I am making a program in Delphi 7, that is supposed to encode a unicode string into html entity string.
For example, "ABCģķī" would result in "ABCģķī"
Now 2 basic things:
- Delphi 7 is non-Unicode, so I can't just write unicode chars directly in code to encode them.
- Codepages consist of 255 entries, each holding a character, specific to that codepage, except first 127, that are same for all the codepages.
So - How do I get a value of a char, that is in 1-255 range?
I tried Ord(Integer), but it also returns values way past 255. Basically, everything is fine (A returns 65 an so on) until my string reaches non-Latin unicode.
Is there any other method for returning char value? Any help appreciated
I suggest you avoid codepages like the plague.
There are two approaches for Unicode that I'd consider: WideString, and UTF-8.
Widestrings have the advantage that it's 'native' to Windows, which helps if you need to use Windows API calls. Disadvantages are storage space, and that they (like UTF-8) can require multiple WideChars to encode the full Unicode space.

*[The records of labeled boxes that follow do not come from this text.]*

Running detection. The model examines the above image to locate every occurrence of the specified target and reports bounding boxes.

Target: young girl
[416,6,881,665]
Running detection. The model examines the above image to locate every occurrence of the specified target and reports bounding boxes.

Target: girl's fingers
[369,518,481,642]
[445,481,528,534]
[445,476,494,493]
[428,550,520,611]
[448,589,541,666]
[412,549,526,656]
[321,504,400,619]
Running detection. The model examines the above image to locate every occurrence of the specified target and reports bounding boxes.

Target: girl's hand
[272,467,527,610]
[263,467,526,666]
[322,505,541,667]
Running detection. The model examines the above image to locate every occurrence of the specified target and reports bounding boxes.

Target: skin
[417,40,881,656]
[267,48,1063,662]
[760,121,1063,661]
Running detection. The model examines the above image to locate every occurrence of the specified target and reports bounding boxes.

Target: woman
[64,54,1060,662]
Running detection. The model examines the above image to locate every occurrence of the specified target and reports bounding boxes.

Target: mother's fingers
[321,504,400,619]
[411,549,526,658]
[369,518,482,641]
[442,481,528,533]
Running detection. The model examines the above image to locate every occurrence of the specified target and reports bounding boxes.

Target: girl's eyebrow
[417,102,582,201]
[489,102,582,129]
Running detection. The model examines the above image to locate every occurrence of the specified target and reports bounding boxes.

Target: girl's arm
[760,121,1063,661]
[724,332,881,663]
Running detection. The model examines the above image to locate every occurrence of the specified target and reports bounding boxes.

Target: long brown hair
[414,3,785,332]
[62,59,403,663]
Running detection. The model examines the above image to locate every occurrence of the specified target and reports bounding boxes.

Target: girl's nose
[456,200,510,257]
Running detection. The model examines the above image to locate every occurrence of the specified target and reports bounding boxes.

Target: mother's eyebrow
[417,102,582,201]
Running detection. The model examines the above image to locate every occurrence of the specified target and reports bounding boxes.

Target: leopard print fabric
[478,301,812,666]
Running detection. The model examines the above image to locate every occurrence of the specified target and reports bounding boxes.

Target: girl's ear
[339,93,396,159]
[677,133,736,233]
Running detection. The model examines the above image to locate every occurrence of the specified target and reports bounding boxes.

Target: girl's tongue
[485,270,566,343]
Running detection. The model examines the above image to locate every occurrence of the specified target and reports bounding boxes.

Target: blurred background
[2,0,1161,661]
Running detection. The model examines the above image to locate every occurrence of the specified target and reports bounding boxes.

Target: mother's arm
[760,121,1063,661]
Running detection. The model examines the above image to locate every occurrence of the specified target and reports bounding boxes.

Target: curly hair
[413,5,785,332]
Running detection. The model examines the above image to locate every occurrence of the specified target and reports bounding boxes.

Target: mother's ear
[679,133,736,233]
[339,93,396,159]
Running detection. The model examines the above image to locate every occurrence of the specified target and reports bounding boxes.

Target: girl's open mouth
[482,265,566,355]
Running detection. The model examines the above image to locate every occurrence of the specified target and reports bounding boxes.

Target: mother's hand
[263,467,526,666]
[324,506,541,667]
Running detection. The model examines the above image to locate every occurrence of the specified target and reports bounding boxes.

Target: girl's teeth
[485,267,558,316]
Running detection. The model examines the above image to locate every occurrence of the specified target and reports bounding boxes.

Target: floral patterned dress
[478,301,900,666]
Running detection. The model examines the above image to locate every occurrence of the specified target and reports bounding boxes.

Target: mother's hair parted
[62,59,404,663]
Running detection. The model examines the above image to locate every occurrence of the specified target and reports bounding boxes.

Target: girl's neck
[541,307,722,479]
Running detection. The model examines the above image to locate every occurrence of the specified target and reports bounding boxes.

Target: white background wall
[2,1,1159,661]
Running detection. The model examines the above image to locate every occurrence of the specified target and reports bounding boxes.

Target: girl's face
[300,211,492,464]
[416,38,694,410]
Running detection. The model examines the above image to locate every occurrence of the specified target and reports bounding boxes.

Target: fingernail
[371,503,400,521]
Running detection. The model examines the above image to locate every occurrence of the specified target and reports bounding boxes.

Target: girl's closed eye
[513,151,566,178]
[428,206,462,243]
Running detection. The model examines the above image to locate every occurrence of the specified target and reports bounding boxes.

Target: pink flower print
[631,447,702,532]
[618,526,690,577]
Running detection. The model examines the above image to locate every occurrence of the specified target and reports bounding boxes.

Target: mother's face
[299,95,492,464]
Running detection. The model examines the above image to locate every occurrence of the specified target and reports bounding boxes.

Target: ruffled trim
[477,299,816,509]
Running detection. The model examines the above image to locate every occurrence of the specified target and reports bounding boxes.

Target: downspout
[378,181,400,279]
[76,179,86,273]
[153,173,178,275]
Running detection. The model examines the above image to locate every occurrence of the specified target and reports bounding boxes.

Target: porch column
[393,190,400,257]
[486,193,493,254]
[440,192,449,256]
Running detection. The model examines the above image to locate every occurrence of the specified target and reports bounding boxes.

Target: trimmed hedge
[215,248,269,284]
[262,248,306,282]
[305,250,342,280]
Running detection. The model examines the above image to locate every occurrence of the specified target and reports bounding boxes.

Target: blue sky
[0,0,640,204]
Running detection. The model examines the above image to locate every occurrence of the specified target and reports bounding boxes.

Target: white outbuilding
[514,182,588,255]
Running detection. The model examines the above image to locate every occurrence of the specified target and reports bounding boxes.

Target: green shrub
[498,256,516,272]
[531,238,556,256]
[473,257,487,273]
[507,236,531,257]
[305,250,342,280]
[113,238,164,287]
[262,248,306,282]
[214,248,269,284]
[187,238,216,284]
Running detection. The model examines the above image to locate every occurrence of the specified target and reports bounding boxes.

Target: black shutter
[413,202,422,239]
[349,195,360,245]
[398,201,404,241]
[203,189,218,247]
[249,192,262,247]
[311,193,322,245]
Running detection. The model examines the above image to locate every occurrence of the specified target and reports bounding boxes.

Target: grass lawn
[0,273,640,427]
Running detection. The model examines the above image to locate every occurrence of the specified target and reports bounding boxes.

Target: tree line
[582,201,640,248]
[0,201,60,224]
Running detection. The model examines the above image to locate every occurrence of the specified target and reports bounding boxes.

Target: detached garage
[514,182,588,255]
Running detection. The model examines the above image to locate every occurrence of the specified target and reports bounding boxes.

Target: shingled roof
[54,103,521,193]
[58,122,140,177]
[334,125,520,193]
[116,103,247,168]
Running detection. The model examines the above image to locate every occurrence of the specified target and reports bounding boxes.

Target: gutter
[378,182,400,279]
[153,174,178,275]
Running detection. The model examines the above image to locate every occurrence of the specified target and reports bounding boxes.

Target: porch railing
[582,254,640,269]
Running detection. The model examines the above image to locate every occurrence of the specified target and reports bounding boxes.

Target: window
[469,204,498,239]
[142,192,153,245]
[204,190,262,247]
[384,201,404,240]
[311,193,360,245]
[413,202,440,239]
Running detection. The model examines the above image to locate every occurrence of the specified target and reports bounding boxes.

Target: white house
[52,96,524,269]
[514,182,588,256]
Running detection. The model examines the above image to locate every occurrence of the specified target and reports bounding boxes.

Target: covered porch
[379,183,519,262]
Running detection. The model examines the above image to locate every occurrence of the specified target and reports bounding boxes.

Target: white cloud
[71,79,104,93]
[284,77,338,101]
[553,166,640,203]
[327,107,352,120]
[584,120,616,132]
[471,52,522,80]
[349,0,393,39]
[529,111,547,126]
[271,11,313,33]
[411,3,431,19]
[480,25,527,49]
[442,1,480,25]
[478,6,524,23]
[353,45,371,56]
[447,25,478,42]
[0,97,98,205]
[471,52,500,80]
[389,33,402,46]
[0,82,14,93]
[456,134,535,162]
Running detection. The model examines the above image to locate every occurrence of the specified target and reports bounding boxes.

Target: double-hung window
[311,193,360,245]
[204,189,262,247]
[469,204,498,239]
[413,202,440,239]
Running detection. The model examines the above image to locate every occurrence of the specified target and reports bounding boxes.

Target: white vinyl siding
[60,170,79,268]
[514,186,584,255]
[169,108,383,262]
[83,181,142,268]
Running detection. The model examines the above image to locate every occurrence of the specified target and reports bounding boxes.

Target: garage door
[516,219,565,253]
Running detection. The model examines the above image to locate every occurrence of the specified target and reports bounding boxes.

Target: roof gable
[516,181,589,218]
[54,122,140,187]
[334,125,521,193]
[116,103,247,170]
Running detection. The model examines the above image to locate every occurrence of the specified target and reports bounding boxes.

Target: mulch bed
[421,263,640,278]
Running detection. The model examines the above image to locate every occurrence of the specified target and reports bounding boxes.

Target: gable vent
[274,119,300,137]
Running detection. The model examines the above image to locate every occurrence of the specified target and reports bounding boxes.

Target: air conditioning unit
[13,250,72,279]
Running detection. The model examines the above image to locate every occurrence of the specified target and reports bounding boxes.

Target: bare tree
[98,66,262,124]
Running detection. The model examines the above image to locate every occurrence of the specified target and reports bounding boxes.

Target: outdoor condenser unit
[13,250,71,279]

UTF-8 is generally preferable. Like WideStrings, this is a multi-byte encoding, so a particular unicode 'code point' may need several bytes in the string to encode it. This is only an issue if you're doing lots of character-by-character processing on your strings.
@DavidHeffernan comments (correctly) that WideStrings may be more compact in certain cases. However, I'd only recommend UTF-16 only if you are absolutely sure that your encoded text will really be more compact (don't forget markup!), and this compactness is highly important to you.